Neigh­bour­ing coun­tries such as Zim­babwe have seen the wis­dom of in­sti­tut­ing com­pul­sory third party in­sur­ance, with Zim­babwe charg­ing road users the equiv­a­lent of R550 per an­num per car, R990 per an­num per truck, and R330 per an­num per trailer. With around 9,2 mil­lion cars and light de­liv­ery ve­hi­cles, 365 000 trucks and 183 000 trail­ers on South African roads, that amounts to a min­i­mum an­nual in­come of nearly R5,4 bil­lion.

If gov­ern­ment were to set up a third-party in­sur­ance SOE run on the same lines as Sas­ria, the or­gan­i­sa­tion could turn to short­term in­sur­ance com­pa­nies to col­lect an­nual fees, in re­turn for a small com­mis­sion for the ad­min­is­tra­tion and col­lec­tion of pre­mi­ums.

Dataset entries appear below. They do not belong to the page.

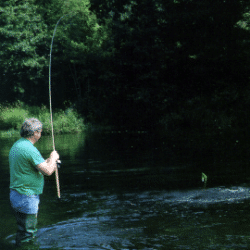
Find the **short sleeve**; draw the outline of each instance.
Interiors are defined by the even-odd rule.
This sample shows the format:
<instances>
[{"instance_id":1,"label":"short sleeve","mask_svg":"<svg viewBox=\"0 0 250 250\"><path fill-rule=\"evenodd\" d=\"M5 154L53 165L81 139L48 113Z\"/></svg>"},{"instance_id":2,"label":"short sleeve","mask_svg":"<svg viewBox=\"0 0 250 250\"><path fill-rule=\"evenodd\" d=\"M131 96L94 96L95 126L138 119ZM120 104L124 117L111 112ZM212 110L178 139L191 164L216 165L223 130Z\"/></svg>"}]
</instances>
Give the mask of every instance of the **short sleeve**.
<instances>
[{"instance_id":1,"label":"short sleeve","mask_svg":"<svg viewBox=\"0 0 250 250\"><path fill-rule=\"evenodd\" d=\"M32 165L37 166L43 162L45 162L44 158L42 157L41 153L38 151L36 147L30 151L30 160Z\"/></svg>"}]
</instances>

The in­surer would be self­man­aged, and would set­tle claims di­rectly with claimants, keep­ing op­er­at­ing ex­penses to a min­i­mum.

If the state was ei­ther a li­cence car­rier or a share­holder, we could as­sume an un­der­writ­ing mar­gin of 10%, yield­ing a R540 mil­lion mar­gin, and if we were to as­sume a 20% un­der­writ­ing sur­plus, that would re­sult in more than R1 bil­lion sur­plus … if the third­party in­sur­ance SOE was run on the same prin­ci­ples as Sas­ria.

In­tro­duc­ing this in­sur­ance would also be an op­por­tu­nity to re­duce the num­ber of unin­sured ve­hi­cles on South African roads.

A third party cover of about 10%, it would make a sig­nif­i­cant dent in the more than R350 bil­lion that ac­ci­dents cost the coun­try each year.

The “tem­plate” is there, so to speak.

Now all that we need is po­lit­i­cal will and leg­isla­tive ac­tion to cre­ate a body that will truly make a dif­fer­ence in the lives of the many South Africans af­fected by our coun­try’s ap­palling road accident sta­tis­tics.


Es­ti­mates are fewer than half of the cars on South Africa’s roads are in­sured, leav­ing peo­ple un­able to pay for dam­ages.